宜しくお願いします。Dewsめっちゃ見てますよ!

嬉しい!ありがとうございます!振付師としてご活躍される梨本さんを深堀させていただければと思っておりますので宜しくお願いします。まずはじめに、ダンスをはじめたきっかけを教えてください

中学生の頃、家に帰ると兄がいつもMichael JacksonのRemember The TimeのミュージックビデオやMariah Caryのライブで踊るElite Forceを観て練習してたんですね。それを観てかっこいい〜と思い、兄の見よう見真似で僕も踊りはじめました。

中学・高校時代を教えてください

幼なじみが僕のプロフィールを送ったのをきっかけに中3の春にジャニーズ事務所に入りました。入った当初は自宅の庭で友だちと踊っていた程度だったので、入所して初めてのダンスレッスンでは、前で踊る先輩との差にショックを受けました。遊びでやっていた僕のダンスとはレベルが違いましたからね。 それからすぐにコンサートやTV番組などに出るようになるのですが、振付師の先生に僕はもうほぼ毎日怒られるわけです(笑)。振付通り踊っても怒られるので、怒られたくない一心で、怒られていない人たちの様子を見始めました。そうするとだんだん、ダンス以外の、例えばパフォーマンス中の表情や振る舞いが人それぞれ違っていることに気づきました。極端な言い方をすると、ダンスとしては上手くないけど、なんかちゃんとかっこいいんです。それで自分の思う「かっこいい」を意識して踊るようになったら怒られる回数がぐっと減ってきました。中高時代の経験で、ダンスとの向き合いが変われたのは今考えるとラッキーだなって思います。

そこから事務所を辞めて大学に進学をしたんですよね?

はい。高校の後半で事務所を辞めて、とりあえず大学に行こうと軽い感じで進学しました。 でもいざ入学すると、行かなくても誰にも怒られないし、ものすごい時間があるんですね(笑)。だから音楽聴いて踊りに行って帰って寝るっていう生活を最初はずっとしていて、そしたら1年目に8単位しか取れなくて こりゃまずいかも!と焦り始めたんです。それで好きなことなら毎日頑張れると思って、「洋服屋、開こう!」と全然違う方向に一念発起し、勢いで友だちとセレクトショップをオープンさせました(笑)。
なので、僕の大学4年間は、勉強とは無縁で、洋服屋を切り盛りして、夜はクラブで朝まで踊りっぱなしという毎日でした。いつも気になるアーティストやDJをチェックしてフロアに人がいなくなるまで踊っていました。その頃に出会った音楽や人や価値観が今の礎になっています。

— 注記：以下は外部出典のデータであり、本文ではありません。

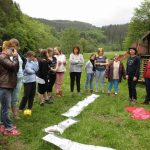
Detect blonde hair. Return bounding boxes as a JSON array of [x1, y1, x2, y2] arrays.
[[47, 48, 54, 54], [2, 41, 14, 50], [97, 48, 104, 56], [9, 38, 20, 50]]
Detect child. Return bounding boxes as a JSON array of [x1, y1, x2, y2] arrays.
[[106, 54, 125, 95], [84, 54, 96, 93], [19, 51, 39, 111]]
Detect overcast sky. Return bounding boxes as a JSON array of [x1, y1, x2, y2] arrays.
[[13, 0, 143, 27]]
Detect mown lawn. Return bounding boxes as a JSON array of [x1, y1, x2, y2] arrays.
[[1, 51, 150, 150]]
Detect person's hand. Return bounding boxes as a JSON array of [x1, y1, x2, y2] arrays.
[[141, 78, 145, 81], [126, 75, 129, 80], [133, 76, 137, 81]]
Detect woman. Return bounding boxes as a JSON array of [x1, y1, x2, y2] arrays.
[[126, 48, 140, 104], [54, 47, 66, 96], [142, 59, 150, 104], [106, 54, 125, 95], [69, 46, 84, 95], [95, 48, 108, 93], [37, 50, 49, 106], [47, 48, 58, 99]]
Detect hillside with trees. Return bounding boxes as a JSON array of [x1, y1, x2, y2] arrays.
[[0, 0, 128, 54]]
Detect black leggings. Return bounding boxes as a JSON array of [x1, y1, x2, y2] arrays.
[[47, 74, 56, 92], [19, 82, 36, 110], [70, 72, 81, 92], [128, 76, 138, 100]]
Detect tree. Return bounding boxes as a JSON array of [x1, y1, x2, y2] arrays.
[[124, 0, 150, 49]]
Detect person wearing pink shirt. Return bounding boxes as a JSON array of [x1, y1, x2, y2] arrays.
[[54, 47, 66, 97]]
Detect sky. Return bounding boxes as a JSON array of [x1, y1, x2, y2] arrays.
[[13, 0, 143, 27]]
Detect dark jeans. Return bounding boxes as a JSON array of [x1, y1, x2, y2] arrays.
[[145, 78, 150, 102], [128, 75, 138, 100], [70, 72, 81, 92], [47, 74, 56, 92], [0, 88, 13, 130], [19, 82, 36, 110]]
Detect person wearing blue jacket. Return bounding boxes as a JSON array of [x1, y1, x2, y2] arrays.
[[19, 51, 39, 111]]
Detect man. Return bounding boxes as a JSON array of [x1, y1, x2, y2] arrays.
[[0, 41, 20, 135]]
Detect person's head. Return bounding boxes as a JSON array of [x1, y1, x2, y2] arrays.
[[41, 50, 48, 60], [2, 41, 15, 56], [47, 48, 54, 57], [9, 38, 20, 51], [90, 54, 96, 60], [26, 51, 35, 61], [97, 48, 104, 56], [72, 46, 80, 55], [113, 53, 119, 61], [54, 47, 61, 55], [128, 48, 137, 56]]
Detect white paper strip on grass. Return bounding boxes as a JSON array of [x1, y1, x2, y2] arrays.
[[44, 118, 78, 134], [36, 76, 45, 84], [43, 133, 114, 150], [62, 94, 99, 118]]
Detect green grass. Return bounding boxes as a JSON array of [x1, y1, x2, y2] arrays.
[[1, 51, 150, 150]]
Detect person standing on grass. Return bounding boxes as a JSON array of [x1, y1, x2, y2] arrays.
[[126, 48, 140, 104], [47, 48, 58, 100], [0, 41, 20, 136], [95, 48, 109, 93], [54, 47, 66, 97], [10, 38, 26, 119], [142, 59, 150, 104], [69, 46, 84, 96], [19, 51, 39, 111], [105, 54, 126, 95], [37, 50, 49, 106], [84, 54, 96, 93]]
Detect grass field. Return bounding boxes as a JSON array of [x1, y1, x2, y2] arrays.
[[1, 51, 150, 150]]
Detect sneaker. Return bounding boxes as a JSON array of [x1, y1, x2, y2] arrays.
[[40, 102, 44, 106], [3, 128, 20, 136], [0, 125, 5, 134], [90, 90, 93, 93], [114, 92, 118, 95], [45, 99, 53, 104], [78, 92, 81, 96], [107, 91, 111, 96]]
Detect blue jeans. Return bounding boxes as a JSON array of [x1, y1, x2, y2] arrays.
[[108, 79, 119, 93], [0, 88, 13, 130], [11, 77, 23, 107], [95, 70, 105, 90], [84, 73, 94, 90]]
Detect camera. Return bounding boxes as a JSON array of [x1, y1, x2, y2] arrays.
[[9, 47, 14, 52]]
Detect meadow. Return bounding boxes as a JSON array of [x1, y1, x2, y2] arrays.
[[0, 51, 149, 150]]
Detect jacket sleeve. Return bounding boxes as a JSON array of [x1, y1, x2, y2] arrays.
[[24, 62, 35, 75], [69, 54, 78, 65], [0, 56, 19, 72], [135, 57, 141, 77], [121, 63, 126, 79], [32, 61, 39, 72]]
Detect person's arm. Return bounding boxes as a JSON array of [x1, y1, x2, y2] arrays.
[[32, 60, 39, 72], [0, 55, 18, 71], [126, 58, 129, 80], [24, 62, 35, 74], [69, 54, 79, 65]]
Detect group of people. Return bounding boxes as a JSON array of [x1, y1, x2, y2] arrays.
[[0, 38, 150, 136]]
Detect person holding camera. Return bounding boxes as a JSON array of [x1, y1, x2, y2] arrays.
[[0, 41, 20, 136]]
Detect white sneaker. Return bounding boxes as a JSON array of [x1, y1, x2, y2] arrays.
[[114, 92, 118, 95]]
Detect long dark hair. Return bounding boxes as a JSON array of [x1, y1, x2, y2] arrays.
[[41, 50, 48, 60]]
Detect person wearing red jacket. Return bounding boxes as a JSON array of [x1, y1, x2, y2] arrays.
[[142, 60, 150, 104]]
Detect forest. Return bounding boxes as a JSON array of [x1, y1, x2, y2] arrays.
[[0, 0, 150, 54]]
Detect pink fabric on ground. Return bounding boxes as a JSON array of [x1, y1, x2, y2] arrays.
[[125, 106, 150, 120], [55, 72, 64, 93]]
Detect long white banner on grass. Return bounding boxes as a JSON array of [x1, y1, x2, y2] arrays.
[[62, 94, 99, 118], [43, 133, 114, 150], [44, 118, 78, 134]]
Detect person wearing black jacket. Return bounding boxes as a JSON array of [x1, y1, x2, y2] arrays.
[[126, 48, 140, 104]]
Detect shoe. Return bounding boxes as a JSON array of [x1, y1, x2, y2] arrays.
[[45, 99, 53, 104], [114, 92, 118, 95], [0, 125, 5, 134], [3, 128, 20, 136], [78, 92, 81, 96], [131, 99, 136, 105], [40, 102, 44, 106], [56, 93, 61, 97], [90, 90, 93, 93]]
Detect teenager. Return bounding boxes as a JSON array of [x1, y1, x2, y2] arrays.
[[84, 54, 96, 93], [126, 48, 140, 104], [95, 48, 108, 93], [69, 46, 84, 95], [54, 47, 66, 96], [19, 51, 38, 111]]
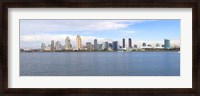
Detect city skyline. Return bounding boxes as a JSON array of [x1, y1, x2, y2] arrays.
[[39, 35, 177, 52], [20, 20, 180, 49]]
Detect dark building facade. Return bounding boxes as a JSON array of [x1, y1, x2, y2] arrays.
[[122, 38, 125, 48], [128, 38, 132, 48], [112, 41, 118, 50], [94, 39, 98, 50], [51, 40, 54, 51]]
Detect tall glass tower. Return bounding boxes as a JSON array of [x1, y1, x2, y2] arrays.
[[65, 36, 70, 49], [164, 39, 170, 49], [94, 39, 98, 50], [76, 35, 82, 50], [122, 38, 125, 48], [112, 41, 118, 50], [128, 38, 132, 48], [50, 40, 54, 51], [41, 42, 46, 51]]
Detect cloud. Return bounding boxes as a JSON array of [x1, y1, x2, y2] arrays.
[[20, 20, 153, 35], [19, 20, 159, 48], [20, 20, 138, 35]]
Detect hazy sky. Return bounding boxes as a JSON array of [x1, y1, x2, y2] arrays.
[[20, 20, 180, 48]]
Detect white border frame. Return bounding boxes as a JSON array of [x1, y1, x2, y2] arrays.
[[8, 8, 192, 88]]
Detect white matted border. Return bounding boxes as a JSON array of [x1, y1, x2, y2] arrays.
[[8, 8, 192, 88]]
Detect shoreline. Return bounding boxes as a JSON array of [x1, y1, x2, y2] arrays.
[[20, 50, 180, 53]]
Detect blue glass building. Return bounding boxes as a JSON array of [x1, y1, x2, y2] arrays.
[[164, 39, 171, 49], [112, 41, 118, 50]]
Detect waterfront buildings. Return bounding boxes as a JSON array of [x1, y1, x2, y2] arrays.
[[55, 41, 62, 50], [142, 42, 146, 47], [76, 35, 82, 50], [86, 42, 93, 51], [46, 45, 51, 51], [64, 36, 71, 50], [38, 35, 177, 52], [122, 38, 125, 48], [99, 44, 103, 50], [94, 39, 98, 50], [128, 38, 132, 48], [108, 43, 113, 49], [41, 42, 46, 51], [112, 41, 118, 50], [51, 40, 54, 51], [102, 42, 109, 50], [164, 39, 171, 49]]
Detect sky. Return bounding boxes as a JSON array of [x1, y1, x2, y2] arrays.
[[20, 20, 180, 49]]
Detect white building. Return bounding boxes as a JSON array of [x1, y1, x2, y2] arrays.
[[64, 36, 71, 50], [76, 35, 82, 50], [41, 42, 46, 51]]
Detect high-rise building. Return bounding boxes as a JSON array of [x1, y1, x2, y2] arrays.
[[86, 42, 93, 51], [112, 41, 118, 50], [128, 38, 132, 48], [102, 42, 108, 50], [94, 39, 98, 50], [76, 35, 82, 50], [41, 42, 46, 51], [55, 41, 62, 50], [65, 36, 70, 49], [122, 38, 125, 48], [51, 40, 54, 51], [164, 39, 170, 49]]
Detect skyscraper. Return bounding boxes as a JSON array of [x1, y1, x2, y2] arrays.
[[128, 38, 132, 48], [76, 35, 82, 50], [164, 39, 170, 49], [102, 42, 108, 50], [51, 40, 54, 51], [55, 41, 62, 50], [94, 39, 98, 50], [112, 41, 118, 50], [122, 38, 125, 48], [41, 42, 46, 51], [86, 42, 93, 51], [65, 36, 70, 50]]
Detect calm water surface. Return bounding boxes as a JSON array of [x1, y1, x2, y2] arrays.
[[20, 52, 180, 76]]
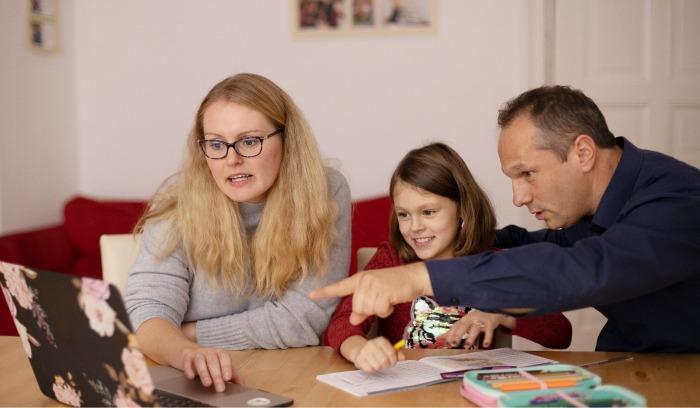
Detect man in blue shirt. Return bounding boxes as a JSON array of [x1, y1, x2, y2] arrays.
[[312, 85, 700, 352]]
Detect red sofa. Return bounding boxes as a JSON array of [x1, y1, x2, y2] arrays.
[[349, 196, 392, 274], [0, 195, 392, 336], [0, 196, 147, 335]]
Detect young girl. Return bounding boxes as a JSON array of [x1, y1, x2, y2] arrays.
[[124, 73, 351, 391], [324, 143, 571, 372]]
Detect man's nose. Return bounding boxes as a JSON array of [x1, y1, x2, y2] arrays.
[[512, 183, 532, 207]]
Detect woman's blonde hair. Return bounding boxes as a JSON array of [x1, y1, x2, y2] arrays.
[[135, 73, 337, 298], [389, 143, 496, 262]]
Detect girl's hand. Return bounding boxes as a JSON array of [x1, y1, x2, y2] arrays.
[[353, 336, 406, 373]]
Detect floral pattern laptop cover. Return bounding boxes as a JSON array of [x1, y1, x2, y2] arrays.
[[0, 261, 157, 406]]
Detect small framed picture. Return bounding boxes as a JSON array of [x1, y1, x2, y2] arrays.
[[293, 0, 437, 38], [29, 19, 57, 51], [30, 0, 56, 17], [28, 0, 58, 52], [298, 0, 349, 31]]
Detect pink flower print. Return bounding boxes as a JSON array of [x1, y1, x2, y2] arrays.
[[121, 347, 154, 395], [81, 277, 111, 301], [1, 263, 34, 309], [1, 285, 16, 317], [31, 300, 57, 349], [82, 295, 116, 337], [52, 376, 82, 407], [114, 388, 142, 407]]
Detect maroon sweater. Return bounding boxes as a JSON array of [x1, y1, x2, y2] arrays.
[[323, 242, 572, 353]]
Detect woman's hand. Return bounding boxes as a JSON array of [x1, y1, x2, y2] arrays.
[[182, 321, 196, 342], [443, 309, 516, 349], [134, 318, 243, 393], [352, 336, 405, 373], [180, 345, 243, 392]]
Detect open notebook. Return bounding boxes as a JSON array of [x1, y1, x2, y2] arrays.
[[317, 348, 556, 397], [0, 261, 293, 407]]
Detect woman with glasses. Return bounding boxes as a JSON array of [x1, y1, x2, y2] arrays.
[[124, 73, 351, 391]]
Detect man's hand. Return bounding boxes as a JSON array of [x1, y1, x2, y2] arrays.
[[443, 309, 516, 349], [309, 262, 433, 325]]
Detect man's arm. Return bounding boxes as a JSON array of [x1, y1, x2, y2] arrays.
[[312, 195, 700, 322], [495, 222, 593, 249], [429, 200, 699, 314]]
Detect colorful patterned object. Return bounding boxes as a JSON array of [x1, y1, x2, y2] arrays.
[[404, 296, 470, 349], [0, 261, 157, 407]]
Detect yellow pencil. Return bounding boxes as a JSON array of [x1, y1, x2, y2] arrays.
[[393, 339, 406, 350]]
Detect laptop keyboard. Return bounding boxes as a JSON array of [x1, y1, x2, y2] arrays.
[[152, 388, 213, 407]]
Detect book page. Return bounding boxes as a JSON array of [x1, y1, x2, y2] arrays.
[[419, 348, 557, 372], [316, 360, 444, 397]]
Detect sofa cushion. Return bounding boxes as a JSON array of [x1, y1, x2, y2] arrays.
[[72, 255, 103, 280], [64, 197, 146, 257], [0, 226, 75, 273]]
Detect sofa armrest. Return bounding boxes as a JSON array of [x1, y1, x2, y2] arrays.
[[0, 226, 76, 273], [0, 226, 77, 336]]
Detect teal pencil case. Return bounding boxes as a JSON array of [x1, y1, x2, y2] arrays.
[[460, 364, 645, 407], [498, 384, 647, 407], [460, 364, 596, 407]]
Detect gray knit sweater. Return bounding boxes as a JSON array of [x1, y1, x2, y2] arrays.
[[124, 167, 351, 350]]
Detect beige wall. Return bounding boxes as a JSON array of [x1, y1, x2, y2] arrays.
[[1, 0, 541, 234], [0, 0, 78, 233]]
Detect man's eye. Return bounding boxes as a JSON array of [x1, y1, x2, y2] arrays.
[[523, 171, 534, 178]]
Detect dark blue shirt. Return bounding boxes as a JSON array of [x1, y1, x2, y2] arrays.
[[426, 138, 700, 352]]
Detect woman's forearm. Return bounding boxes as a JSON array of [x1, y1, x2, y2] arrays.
[[134, 318, 197, 369]]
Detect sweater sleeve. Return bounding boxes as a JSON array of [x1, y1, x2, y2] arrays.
[[195, 168, 352, 350], [124, 221, 193, 331], [510, 313, 573, 349], [323, 242, 400, 353]]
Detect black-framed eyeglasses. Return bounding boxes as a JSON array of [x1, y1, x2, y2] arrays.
[[198, 128, 283, 159]]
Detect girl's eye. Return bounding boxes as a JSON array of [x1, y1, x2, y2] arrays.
[[423, 209, 436, 216], [396, 212, 408, 219]]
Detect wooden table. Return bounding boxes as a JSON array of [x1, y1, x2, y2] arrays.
[[1, 335, 699, 406]]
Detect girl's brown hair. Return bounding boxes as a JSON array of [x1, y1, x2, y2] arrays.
[[389, 143, 496, 262]]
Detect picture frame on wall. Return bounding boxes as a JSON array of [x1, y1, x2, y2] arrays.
[[28, 0, 58, 52], [293, 0, 437, 38]]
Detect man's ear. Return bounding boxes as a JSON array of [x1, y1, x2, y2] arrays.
[[572, 134, 596, 172]]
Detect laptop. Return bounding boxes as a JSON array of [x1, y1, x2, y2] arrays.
[[0, 261, 293, 407]]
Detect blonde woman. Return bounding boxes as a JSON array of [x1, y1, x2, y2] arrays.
[[124, 73, 351, 392]]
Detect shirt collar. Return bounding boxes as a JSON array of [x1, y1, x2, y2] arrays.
[[591, 137, 643, 230]]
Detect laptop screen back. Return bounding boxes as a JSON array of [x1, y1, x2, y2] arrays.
[[0, 261, 292, 407]]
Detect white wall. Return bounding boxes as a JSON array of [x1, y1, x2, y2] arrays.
[[0, 0, 78, 234], [2, 0, 540, 234]]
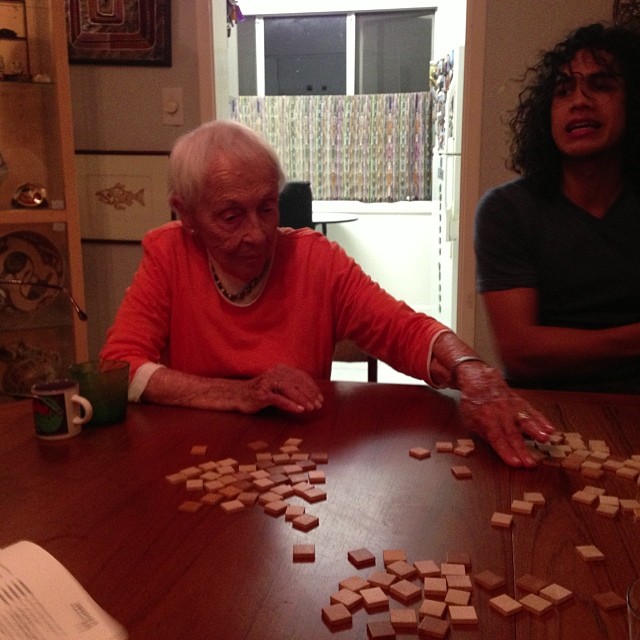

学生時代に何の人脈も経験もないところからお店を持つって凄い発想だと思うのですが、更にそれを実現させてしまうんですね。そのあとすぐ転職されたんですか?

そうですね、店を持ったのは完全に勢いです(笑)。 大学卒業を間近にして閉店をするというときに、とある方がお店まで来てくれて、ファッションの世界でPRを本気でやってみないかとお誘いくださいました。それが、29歳に振付師として歩み出すまで、ずっとお世話になっていたHiRAO INCの平尾香世子さんで、今でも事あるごとに報告連絡相談をする姉的な存在です。

その間、ダンスとは離れていたのですか?

いいえ。18歳の頃から去年までレッスンは持っていました。週1でずっと。 また、好きなDJやアーティストのイベントには変わらずにずっと行っていたので、ダンスシーンとは違うところで好き勝手踊っていました。 職業は全く関係なかったですがダンスは生活の中にずっとありました。ただそれを仕事にするという感覚は当時なかったですね。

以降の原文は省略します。